For this study both primary and secondary methods of data collection were used based on their applicability and usefulness towards achieving the research objectives in the case study villages. In this study, Participatory Rural Appraisal (PRA) methods were used to introduce the research objective and REDD+ concept through PFCA in three of the 13 villages that own and manage AVLFR. PRA methods help to shift the positioning of scientific inquiry from the researcher, who acts as a facilitator, to the participants who guide the collection of data and their local analyses [13]. PRA methods allow local people to apply their indigenous knowledge, experience, and capacity to share information [14, 15]. Both men and women attended PRA exercises convened in each of the studied villages for two days. The group of participants included village government, Village Natural Resources Committee (VNRC) members, elders, and farmers. The PRA methods used included group discussion, pairwise ranking and scoring exercises, participatory forest mapping, a forest transect walk, participant observations, and focus group discussions.

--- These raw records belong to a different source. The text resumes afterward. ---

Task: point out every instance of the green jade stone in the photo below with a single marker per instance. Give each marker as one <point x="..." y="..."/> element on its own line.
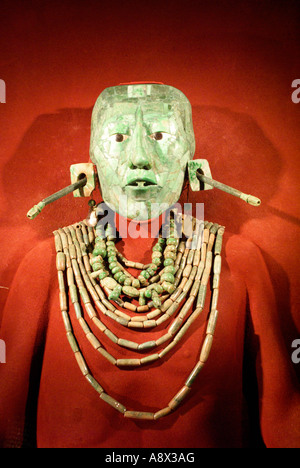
<point x="168" y="277"/>
<point x="170" y="269"/>
<point x="103" y="275"/>
<point x="141" y="141"/>
<point x="130" y="291"/>
<point x="168" y="262"/>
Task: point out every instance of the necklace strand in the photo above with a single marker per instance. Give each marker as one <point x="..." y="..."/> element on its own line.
<point x="73" y="261"/>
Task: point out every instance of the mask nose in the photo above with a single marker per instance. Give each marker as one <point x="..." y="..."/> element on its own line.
<point x="140" y="147"/>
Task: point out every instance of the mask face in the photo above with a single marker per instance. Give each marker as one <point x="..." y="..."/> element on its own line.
<point x="142" y="138"/>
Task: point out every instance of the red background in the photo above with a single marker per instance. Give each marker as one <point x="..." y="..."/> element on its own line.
<point x="235" y="61"/>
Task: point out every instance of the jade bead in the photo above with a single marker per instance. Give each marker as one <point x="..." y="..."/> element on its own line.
<point x="168" y="277"/>
<point x="112" y="258"/>
<point x="158" y="288"/>
<point x="145" y="274"/>
<point x="170" y="269"/>
<point x="168" y="262"/>
<point x="156" y="255"/>
<point x="115" y="270"/>
<point x="99" y="251"/>
<point x="118" y="275"/>
<point x="103" y="274"/>
<point x="99" y="239"/>
<point x="150" y="271"/>
<point x="122" y="278"/>
<point x="135" y="283"/>
<point x="130" y="291"/>
<point x="97" y="266"/>
<point x="156" y="261"/>
<point x="171" y="255"/>
<point x="170" y="288"/>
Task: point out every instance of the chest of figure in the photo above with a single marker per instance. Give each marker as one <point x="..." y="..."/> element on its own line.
<point x="71" y="413"/>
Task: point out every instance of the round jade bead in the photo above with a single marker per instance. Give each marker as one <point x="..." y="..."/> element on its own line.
<point x="145" y="274"/>
<point x="158" y="288"/>
<point x="168" y="277"/>
<point x="170" y="288"/>
<point x="103" y="274"/>
<point x="112" y="258"/>
<point x="136" y="283"/>
<point x="148" y="293"/>
<point x="97" y="266"/>
<point x="122" y="278"/>
<point x="150" y="271"/>
<point x="170" y="269"/>
<point x="110" y="243"/>
<point x="118" y="275"/>
<point x="99" y="239"/>
<point x="156" y="261"/>
<point x="99" y="251"/>
<point x="168" y="262"/>
<point x="115" y="270"/>
<point x="156" y="254"/>
<point x="171" y="240"/>
<point x="170" y="255"/>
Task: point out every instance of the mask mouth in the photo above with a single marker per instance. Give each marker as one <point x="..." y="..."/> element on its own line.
<point x="141" y="183"/>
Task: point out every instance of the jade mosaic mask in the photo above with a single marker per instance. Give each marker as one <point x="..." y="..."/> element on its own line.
<point x="141" y="140"/>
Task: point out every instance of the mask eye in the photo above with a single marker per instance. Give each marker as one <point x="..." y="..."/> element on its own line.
<point x="119" y="137"/>
<point x="157" y="136"/>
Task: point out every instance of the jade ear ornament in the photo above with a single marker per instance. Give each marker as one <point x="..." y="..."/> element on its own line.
<point x="141" y="141"/>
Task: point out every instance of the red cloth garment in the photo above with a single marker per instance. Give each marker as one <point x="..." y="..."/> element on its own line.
<point x="41" y="378"/>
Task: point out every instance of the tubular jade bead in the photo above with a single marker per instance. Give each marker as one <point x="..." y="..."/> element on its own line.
<point x="150" y="358"/>
<point x="138" y="415"/>
<point x="60" y="261"/>
<point x="63" y="301"/>
<point x="183" y="392"/>
<point x="128" y="362"/>
<point x="73" y="342"/>
<point x="112" y="402"/>
<point x="90" y="310"/>
<point x="206" y="348"/>
<point x="127" y="344"/>
<point x="147" y="345"/>
<point x="84" y="325"/>
<point x="212" y="322"/>
<point x="81" y="363"/>
<point x="107" y="356"/>
<point x="73" y="293"/>
<point x="175" y="326"/>
<point x="191" y="378"/>
<point x="93" y="340"/>
<point x="163" y="412"/>
<point x="149" y="323"/>
<point x="99" y="324"/>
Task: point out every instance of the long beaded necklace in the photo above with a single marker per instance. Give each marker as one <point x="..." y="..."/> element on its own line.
<point x="92" y="270"/>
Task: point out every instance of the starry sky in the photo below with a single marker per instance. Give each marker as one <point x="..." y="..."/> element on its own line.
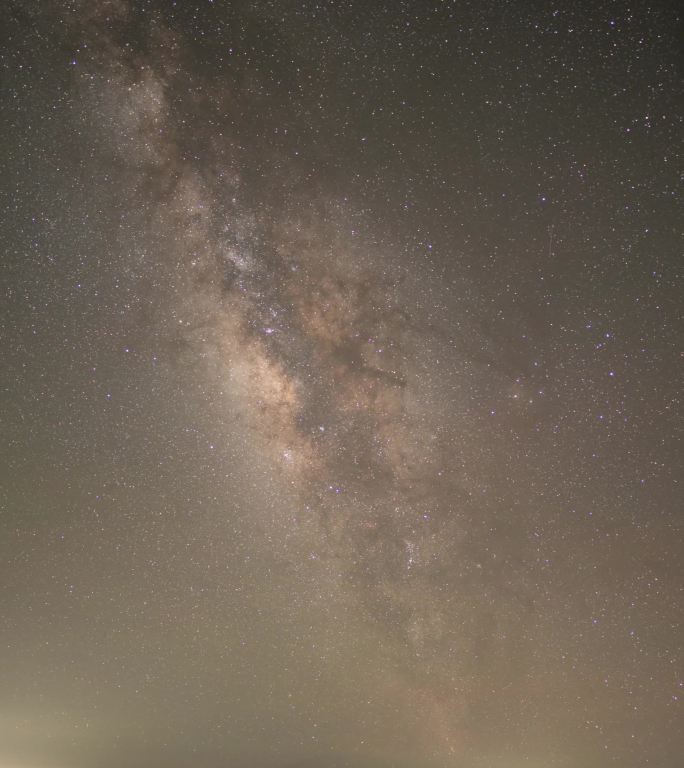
<point x="341" y="353"/>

Group discussion was used to introduce the research objectives and to collect the information on villagers’ perception and their willingness to be involved in the REDD+ initiative. Participants were divided into two groups of men and women that constituted 15 participants each. The discussion of each group was guided by a checklist. The technique was used to select villagers to carry out forest carbon assessment and monitoring and to train them on the PFCA techniques. The PFCA was done using the field guide for assessing forest carbon by local communities developed by K: TGAL research project: the guide outlines steps that should be followed for assessing carbon of any forest. During the group discussions villagers were asked to select the members of the Village Forest Assessment Team (VFAT) who will participate in the PFCA. In each of the three case study villages, eight (8) villagers were selected from the village government, the VNRC, and the community at large to form the VFAT (Table 1). All members of the VFAT were permanent residents of their respective village, and most of them have standard seven educations except one elderly man from Ngongowele who had adult education, another elderly man from Mihumo who attained class four during the colonial era, and a third elderly man from Ngongowele who had informal education (Table 1). The age of the team members ranges from 21 to 70 years and 29% of them are women.

tab1
Table 1: List of villagers selected to form VFAT for the three studied villages.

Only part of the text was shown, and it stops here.